What do you get when you place a building with poor infrastructure, ugly interior design, and concrete flooring in the middle of UTM?
You get the Blind Duck Pub.
This year marks the pub’s 20th anniversary, but you wouldn’t know that if you entered it throughout the week. It’s a dry, drab room. The Blind Duck Pub isn’t a place to relax and have drinks. It’s a room with tables.
Let’s go through the list of things wrong with the pub:
The seating arrangement is blocky and uninspired, and the atmosphere is bleak, flat, and industrial. The chairs are uncomfortable and the tables are old and rickety, leaving a space that should be lively, characterless.
Architecture imitates life. The pub should be the central hub of the campus, but instead it acts as a reminder of our apathetic, miserable student body.
And what is it with the pub’s hours? They’re open until 8:00 p.m. from Monday to Wednesday, but close at 7:00 p.m. on Thursday, and 5:00 p.m. on Friday. Unless students are alcoholics, most of them don’t start drinking until 8:00 p.m. After a long week of studying, writing essays, and working, students want to be able to go out and grab drinks with their friends.
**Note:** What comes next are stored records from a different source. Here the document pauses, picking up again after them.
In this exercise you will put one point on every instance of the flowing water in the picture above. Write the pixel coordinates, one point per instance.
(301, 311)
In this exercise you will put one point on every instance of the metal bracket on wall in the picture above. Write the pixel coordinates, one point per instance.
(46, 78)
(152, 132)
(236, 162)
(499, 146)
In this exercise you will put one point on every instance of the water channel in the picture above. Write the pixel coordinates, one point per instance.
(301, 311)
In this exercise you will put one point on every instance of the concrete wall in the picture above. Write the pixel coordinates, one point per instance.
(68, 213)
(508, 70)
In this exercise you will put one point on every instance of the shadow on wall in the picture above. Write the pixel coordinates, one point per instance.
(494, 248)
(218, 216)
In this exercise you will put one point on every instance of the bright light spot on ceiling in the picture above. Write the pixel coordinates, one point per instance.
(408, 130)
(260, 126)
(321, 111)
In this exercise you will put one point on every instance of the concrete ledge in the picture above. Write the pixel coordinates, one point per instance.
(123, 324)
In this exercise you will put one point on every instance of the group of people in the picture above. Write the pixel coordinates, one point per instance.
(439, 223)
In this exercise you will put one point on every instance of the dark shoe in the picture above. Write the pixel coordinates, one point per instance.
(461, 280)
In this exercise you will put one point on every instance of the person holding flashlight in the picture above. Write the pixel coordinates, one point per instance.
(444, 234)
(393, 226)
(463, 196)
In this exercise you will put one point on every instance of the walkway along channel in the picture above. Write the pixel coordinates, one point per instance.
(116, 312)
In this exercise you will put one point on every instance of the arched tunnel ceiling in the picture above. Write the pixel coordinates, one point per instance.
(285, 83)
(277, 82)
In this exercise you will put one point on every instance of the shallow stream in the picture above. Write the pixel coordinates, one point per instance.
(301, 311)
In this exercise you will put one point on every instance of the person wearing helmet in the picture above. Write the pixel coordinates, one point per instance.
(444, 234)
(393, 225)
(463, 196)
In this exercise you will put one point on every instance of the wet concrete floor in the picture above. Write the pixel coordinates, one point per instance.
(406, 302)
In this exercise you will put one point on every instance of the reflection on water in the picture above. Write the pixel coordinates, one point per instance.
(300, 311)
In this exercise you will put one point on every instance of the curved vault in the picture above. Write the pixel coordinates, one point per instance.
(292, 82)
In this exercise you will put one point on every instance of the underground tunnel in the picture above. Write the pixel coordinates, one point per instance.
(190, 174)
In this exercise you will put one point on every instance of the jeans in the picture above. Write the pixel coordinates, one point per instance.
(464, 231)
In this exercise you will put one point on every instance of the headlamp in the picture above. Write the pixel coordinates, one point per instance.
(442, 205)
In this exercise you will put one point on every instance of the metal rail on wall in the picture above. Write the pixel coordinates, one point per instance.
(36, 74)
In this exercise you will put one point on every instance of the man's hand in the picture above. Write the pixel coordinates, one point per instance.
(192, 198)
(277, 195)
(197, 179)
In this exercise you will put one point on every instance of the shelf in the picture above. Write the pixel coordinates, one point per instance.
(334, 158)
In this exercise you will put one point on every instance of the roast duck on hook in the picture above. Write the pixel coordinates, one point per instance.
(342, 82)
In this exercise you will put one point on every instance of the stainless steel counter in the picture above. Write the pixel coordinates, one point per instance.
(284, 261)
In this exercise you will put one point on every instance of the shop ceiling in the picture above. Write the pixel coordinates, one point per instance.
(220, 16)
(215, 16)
The pub should be open late into the night, especially on Fridays.
Students go to the pub for cheap, greasy food but leave full of regret. It’s inexpensive, but not even worth it.
The pub’s greatest transgression, however, is their chicken wings. The pub’s renowned chicken wings have changed, and for the worse. The sauce tastes processed, the breaded wings are soggy, and the flavour is just not what it used to be.
The Blind Duck Pub needs to be advertising itself for what it is: a pub. A bar. A chill place to hang out with friends and get drunk.
The pub needs to modernize, otherwise it won’t be seeing many more anniversaries in its future.